The Pitts biplane had been specially modified to carry the camera equipment needed to capture footage for the movie. On Sept. 16, 1985, Scholl's mechanic, Kevin Kammer, and another stunt pilot, Chuck Wentworth were following Scholl while watching the area for air traffic as he filmed some of "Top Gun's" aerial scenes.
The two spotters saw Scholl take his special Pitts S-2 into an inverted spin at 4,000 feet. At 3,000 feet, they heard Scholl's voice over the radio:
"I've got a problem."
At 1,500 feet, they heard his voice again.
"I've really got a problem."
Those might have been Scholl's last words.
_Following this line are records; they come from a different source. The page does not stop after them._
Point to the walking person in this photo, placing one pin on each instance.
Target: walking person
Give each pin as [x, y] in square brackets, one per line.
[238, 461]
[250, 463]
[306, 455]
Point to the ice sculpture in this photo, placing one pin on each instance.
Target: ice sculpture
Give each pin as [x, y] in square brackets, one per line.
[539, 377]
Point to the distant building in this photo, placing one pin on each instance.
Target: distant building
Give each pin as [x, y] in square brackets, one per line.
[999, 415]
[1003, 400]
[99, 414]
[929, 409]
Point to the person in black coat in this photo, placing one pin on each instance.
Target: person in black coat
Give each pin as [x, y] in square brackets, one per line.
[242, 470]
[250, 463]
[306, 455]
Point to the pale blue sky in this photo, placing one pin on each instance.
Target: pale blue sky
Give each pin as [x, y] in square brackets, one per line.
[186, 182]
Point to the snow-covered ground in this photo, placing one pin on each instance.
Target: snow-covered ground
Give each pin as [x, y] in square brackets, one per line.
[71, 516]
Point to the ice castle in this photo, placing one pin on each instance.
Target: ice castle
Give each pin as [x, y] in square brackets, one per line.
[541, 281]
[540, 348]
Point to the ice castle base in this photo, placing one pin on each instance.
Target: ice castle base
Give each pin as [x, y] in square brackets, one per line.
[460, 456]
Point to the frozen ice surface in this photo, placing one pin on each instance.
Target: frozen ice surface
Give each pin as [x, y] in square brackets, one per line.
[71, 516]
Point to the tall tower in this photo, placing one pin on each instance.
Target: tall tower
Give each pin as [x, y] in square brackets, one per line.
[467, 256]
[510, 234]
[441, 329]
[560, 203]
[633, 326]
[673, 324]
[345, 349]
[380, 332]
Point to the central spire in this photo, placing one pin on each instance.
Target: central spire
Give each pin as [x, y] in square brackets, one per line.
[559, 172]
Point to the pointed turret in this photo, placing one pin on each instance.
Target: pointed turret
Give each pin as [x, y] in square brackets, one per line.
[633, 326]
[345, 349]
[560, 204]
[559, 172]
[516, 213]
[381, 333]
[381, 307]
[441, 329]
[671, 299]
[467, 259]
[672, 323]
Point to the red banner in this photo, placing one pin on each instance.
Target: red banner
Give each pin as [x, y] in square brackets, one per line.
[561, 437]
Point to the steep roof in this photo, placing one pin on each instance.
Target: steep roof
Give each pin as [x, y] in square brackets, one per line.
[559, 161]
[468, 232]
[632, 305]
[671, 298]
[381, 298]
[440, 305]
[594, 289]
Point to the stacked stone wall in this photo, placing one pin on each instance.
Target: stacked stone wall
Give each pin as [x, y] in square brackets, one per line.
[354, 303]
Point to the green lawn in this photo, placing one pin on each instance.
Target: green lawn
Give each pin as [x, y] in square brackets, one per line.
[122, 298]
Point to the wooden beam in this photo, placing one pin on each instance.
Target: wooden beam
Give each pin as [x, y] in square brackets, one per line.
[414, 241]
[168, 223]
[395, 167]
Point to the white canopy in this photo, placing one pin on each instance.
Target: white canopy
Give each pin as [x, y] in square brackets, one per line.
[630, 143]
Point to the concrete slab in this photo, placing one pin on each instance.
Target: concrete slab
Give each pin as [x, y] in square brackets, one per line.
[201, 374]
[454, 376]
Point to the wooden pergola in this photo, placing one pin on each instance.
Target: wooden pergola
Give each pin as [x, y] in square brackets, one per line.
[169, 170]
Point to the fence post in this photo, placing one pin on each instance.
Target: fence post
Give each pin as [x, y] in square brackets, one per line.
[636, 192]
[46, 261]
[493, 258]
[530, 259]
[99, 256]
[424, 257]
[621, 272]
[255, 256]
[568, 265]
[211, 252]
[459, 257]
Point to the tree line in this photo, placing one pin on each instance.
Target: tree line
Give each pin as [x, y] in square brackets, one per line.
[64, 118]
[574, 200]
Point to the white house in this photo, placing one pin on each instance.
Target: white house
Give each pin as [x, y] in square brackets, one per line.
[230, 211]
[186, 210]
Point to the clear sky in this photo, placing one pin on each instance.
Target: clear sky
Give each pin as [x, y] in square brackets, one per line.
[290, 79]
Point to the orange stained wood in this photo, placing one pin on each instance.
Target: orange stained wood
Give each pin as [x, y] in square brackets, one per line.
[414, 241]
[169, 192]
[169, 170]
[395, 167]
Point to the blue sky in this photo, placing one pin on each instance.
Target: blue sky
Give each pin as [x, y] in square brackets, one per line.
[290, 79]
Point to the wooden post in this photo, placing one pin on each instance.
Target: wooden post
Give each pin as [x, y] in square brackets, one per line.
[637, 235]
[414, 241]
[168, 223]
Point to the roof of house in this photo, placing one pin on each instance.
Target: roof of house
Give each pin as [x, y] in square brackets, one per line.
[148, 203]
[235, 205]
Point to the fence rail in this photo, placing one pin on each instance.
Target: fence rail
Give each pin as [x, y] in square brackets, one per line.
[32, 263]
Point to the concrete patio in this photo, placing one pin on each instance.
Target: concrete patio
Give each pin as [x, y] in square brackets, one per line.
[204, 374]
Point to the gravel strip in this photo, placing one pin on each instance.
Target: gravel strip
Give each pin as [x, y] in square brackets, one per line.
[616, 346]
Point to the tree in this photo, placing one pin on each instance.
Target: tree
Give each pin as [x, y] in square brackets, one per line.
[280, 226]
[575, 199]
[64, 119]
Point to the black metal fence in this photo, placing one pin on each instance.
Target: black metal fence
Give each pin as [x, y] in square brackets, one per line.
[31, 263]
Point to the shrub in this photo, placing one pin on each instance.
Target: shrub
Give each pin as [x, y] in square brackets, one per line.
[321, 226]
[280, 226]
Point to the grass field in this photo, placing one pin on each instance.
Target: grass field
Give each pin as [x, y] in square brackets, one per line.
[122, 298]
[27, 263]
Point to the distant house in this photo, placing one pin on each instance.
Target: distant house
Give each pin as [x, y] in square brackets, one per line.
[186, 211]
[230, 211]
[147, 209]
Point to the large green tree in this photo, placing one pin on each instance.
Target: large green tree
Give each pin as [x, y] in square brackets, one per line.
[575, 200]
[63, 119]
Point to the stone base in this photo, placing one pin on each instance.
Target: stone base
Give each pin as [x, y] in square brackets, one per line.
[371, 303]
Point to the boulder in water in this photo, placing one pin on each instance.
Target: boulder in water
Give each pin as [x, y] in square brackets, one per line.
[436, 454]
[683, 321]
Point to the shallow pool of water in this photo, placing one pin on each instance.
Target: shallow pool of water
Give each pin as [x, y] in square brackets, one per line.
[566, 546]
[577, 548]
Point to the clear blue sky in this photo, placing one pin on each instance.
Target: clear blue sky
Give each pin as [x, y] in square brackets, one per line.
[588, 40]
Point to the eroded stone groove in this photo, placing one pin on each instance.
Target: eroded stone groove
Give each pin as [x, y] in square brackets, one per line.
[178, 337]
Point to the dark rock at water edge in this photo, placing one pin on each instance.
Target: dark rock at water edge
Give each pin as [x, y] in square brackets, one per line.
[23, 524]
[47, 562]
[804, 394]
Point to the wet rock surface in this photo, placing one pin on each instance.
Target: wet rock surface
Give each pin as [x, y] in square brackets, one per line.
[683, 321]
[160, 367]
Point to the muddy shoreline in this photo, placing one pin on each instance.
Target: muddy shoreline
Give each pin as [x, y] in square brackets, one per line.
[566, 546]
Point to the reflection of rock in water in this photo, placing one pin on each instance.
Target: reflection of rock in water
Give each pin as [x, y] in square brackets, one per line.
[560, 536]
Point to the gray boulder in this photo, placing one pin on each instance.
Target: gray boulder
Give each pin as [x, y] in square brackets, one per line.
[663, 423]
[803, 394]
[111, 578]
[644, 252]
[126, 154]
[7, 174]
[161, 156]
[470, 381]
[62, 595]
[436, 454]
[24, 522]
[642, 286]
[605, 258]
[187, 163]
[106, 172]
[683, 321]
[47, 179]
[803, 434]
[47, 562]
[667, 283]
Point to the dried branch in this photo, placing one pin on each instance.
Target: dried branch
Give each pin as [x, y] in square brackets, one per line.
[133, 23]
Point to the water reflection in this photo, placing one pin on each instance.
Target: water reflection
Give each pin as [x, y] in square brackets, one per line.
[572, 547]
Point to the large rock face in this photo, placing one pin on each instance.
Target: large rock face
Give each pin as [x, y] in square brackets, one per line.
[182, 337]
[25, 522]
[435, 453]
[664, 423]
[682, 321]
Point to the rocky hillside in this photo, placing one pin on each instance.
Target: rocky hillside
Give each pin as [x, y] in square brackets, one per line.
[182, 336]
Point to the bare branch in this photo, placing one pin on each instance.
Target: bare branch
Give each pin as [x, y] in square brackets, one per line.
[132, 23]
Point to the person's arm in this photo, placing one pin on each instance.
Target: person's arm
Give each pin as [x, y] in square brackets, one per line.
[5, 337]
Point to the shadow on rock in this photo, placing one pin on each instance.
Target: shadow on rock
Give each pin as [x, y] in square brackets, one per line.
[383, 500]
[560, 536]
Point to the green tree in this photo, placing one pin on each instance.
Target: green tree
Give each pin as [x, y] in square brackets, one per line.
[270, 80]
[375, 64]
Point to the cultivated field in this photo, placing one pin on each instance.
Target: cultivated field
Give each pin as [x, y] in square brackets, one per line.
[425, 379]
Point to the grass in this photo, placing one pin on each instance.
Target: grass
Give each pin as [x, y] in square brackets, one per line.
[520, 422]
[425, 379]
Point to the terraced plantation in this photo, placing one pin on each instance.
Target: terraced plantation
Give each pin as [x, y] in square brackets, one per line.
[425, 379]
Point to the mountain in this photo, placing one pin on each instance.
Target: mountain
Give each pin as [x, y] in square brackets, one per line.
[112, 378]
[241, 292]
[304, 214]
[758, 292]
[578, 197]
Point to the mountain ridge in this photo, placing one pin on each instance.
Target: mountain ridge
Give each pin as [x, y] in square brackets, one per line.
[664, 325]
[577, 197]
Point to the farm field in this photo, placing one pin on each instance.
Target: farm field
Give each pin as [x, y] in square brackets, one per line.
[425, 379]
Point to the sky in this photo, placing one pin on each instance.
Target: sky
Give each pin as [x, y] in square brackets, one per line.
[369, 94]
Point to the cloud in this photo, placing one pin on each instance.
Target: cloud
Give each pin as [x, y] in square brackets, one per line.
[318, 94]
Some 45 seconds later, Kammer and Wentworth were at the scene over the Pacific Ocean, where Scholl's plane should have been, but they didn't see the impact and saw no signs of Scholl's biplane.
Investigators from the National Transportation Safety Board concluded that after Scholl, who was 53, completed his upright spin over the ocean, he returned to entry altitude and entered a flat inverted spin.
The aircraft did not recover at the altitude it was supposed to, because Scholl might have been experiencing spatial disorientation, a condition where pilots cannot discern their attitude (orientation with the Earth’s horizon), altitude or airspeed in relation to other points of reference.
Other pilots told The Los Angeles Times it might have been a mechanical issue, given that Scholl had successfully completed a flat spin numerous times over the course of his long career.
No remains were ever recovered, and only some debris from the Pitts S-2 was found floating in the area, according to the Coast Guard, who searched for the wreckage off the coast of Carlsbad, California.
Along with "Top Gun," Scholl's credits included "Indiana Jones and the Temple of Doom," "The A-Team" and "The Great Waldo Pepper." When "Top Gun" was released the next year, it was dedicated to his memory.